Starting in 1985 with a 10bhp advantage over the original 11 Turbo installation, the 1987 Phase 2 version gave 120bhp, trumping its Peugeot arch-rival by a useful 5bhp. Reliability was maintained by rigorous attention to cooling, both of the intake charge and the turbocharger installation itself.
Cléon and Ventoux – the final acts
Well into the 1990s, the Cléon engine continued to play an important role in Renaults increasingly diverse product strategy.
In 1991 the 19 replaced the 9/11 duo, featuring from its launch the 1.4 litre Energy engine which would finally replace the Cléon engine, at least in western Europe. For most of this dreary car’s production life, the Cléon, in 1.2 and 1.4 litre mono-point fuel-injected form, continued as the power unit for the cheapest versions in the range.
Although it was very much a bit-part player in the 19, the Cléon performed a persuasive one-man show in the first three years of the life of a far more appealing Renault, the Monospace Twingo. The success of this inexpensive and versatile car, which easily achieved its 1250 per day sales target, ensured that the Cléon engine was produced in large numbers until the end of production on western Europe.
The final versions, built from 1991 to 1996 came from the plant in Cacia, Portugal and featured Marelli single point fuel injection and a catalytic converter, and capacities of 1239cc and 1397cc. Also used in the earliest Clio, the smaller capacity versions were finally phased out in 1996 in favour of the new D-Type engine, an all-new 60bhp 1150cc OHC unit.
A historical curiosity is the late-production Argentinean and Colombian version of the Cléon engine used in the locally produced 9, 19 and 21. This had a capacity of 1565cc and the same 77mm bore and 84mm stroke as the alloy-blocked pushrod A-Type engine first used in the Renault 16.
The Ventoux engine remained in continuous production for over forty years until 1987. Unsurprisingly, the cause of death was recorded as inability to meet impending emissions regulations. Its place in the Renault 4 was taken by a second revival of the 956cc Cléon engine, which along with the 1108cc high-torque variant powered the car until production ended in 1994
Ventoux, Cléon and A-Series compared:
good luck or judgement
A consistent theme of French foreign policy from the time of Louis XIII and Cardinal Richelieu and, in part, before was the state’s expansion to Les limites naturelles, the Rhine, the Alps and the Pyrenees. In marked contrast to the wars fought and treaties sought in pursuit of these geographical frontiers, Renault’s engineers capitulated easily to the difficulty of stretching the physical limits of the tiny and ancient Ventoux engine. Choosing to leave it as it was, they embarked, lessons learned, on a new campaign which would produce the engine we know as the Sierra or Cléon.
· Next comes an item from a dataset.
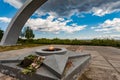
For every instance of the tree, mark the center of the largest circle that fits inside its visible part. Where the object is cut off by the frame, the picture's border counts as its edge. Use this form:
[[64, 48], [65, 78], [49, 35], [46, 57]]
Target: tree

Meanwhile, in the most landlocked city of France’s island neighbour, a group of engineers set their territorial ambitions on every scrap of otiose cast iron in the similarly tiny A-Series engine to reach a frontier hitherto thought unapproachable, an engine close to 1.3 litres in capacity which was reliable, tractable, and above all capable of being built in large quantities using mostly existing machinery.
The goal was achieved in small production runs in the 1275cc Cooper S engine of 1964, then in large volume production form by late 1967 in the Mk.II ADO16 1300.
Their achievement came, literally at a price in the expensive materials and production techniques required to overcome high top-end temperatures and the conflict for bottom end space between bearings and crankshaft webs. The Nimonic alloy used for the A-Series’ exhaust valves was developed for aircraft engine turbine blades; the same valves sat into seats faced with Stellite, a cobalt based alloy. Nitriding and fillet rolling were considered necessary to produce a crankshaft with sufficient structural strength and wear resistance for normal use.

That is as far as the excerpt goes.